The net worth of the average black household in the United States is $6,314, compared with $110,500 for the average white household, according to 2011 census data. The gap has worsened in the last decade, and the United States now has a greater wealth gap by race than South Africa did during apartheid. (Whites in America on average own almost 18 times as much as blacks; in South Africa in 1970, the ratio was about 15 times.)
That is the first of the reasons Nicholas Kristof gives in
this column for the Sunday New York Times at what he sees as "smug white delusion" of the kind offered by the likes of Bill O'Reilly and others, who seem to think anti-white racism is a bigger problem than anti-black racism.
He lists a lot of additional problems -
- the growing income gap
- the shorter life expectancy
- disparities in schooling, both as to quality of offerings and application of discipline
- incarceration, noting here that
Nearly 70 percent of middle-aged black men who never graduated from high schoolhave been imprisoned.
He then puts it bluntly:
All these constitute not a black problem or a white problem, but an American problem.

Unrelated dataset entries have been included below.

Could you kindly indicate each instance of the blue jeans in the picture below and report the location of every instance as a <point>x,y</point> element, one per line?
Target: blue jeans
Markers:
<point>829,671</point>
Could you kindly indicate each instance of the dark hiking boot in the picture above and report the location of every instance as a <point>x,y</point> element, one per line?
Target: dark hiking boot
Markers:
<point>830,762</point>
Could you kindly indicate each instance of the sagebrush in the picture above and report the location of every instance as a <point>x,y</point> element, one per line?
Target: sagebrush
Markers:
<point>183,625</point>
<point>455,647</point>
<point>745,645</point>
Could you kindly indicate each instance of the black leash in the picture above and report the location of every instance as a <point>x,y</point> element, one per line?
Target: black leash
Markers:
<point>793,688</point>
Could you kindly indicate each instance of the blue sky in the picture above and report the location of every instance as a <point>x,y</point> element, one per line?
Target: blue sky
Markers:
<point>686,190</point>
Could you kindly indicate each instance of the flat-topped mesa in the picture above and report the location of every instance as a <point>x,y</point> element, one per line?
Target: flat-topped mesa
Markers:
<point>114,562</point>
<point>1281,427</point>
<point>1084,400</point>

When so much talent is underemployed and overincarcerated, the entire country suffers.
Please keep reading.
There is much more to this very strong column. Kristof reminds us that minds can be changed when we know people (or are related to people) who are affected by attitudes - look at how minds are changing on the matter of marriage equality for example.
He addresses stereotypes, including the greater likelihood of black males being arrested for criminal acts (although here I would note the historic tendency of many middle class white males not getting arrested for acts that for working class white and blacks of all classes does result in arrest).
We still have disparity of treatment.
We still have inequality of access - to jobs, to educational opportunities beginning in childhood, to funds to start business, to health care, and now increasingly to the political system (the new voter id requirements will more disproportionally disenfranchise those of color).
Kristof gives examples of programs that have been shown to make a difference (you can read the column for those). What goes unsaid is that these programs lack the financing to be applied on the necessary scale. What is only implied and not stated bluntly is that there is the unwillingness by many to raise the taxes to support such program because who is benefited thereby, at least directly, even though the long-term overall benefit would be to lower the tax burdens of those who oppose such programs:
- we would save the high costs of incarceration, and of crime
- those who would benefit from such programs would be more employable at higher incomes, thereby spending more and paying more in direct taxes, both of which would serve to benefit society at large, including those who complain the loudest about the non-existent anti-white racism (which miraculously seems to have begun at the same time of the election of our first non-White President).
But here I am picking at minor points. There is after all only so much even a two-time Pulitzer winner can cram into one column.
And his final column is so powerful I am willing to ignore any possible weaknesses in the column.
Read that final paragraph, and perhaps you will understand why I say that. Kristof writes:
So a starting point is for those of us in white America to wipe away any self-satisfaction about racial progress. Yes, the progress is real, but so are the challenges. The gaps demand a wrenching, soul-searching excavation of our national soul, and the first step is to acknowledge that the central race challenge in America today is not the suffering of whites.
No it is not.
And unless and until we heal this oldest and deepest wound to the American polity, the words of Langston Hughes about the dream deferred withering like a raisin in the sun will continue to serve as warning about what could be happening to all of us.
Peace? Not now, not yet, even though I still hope for it.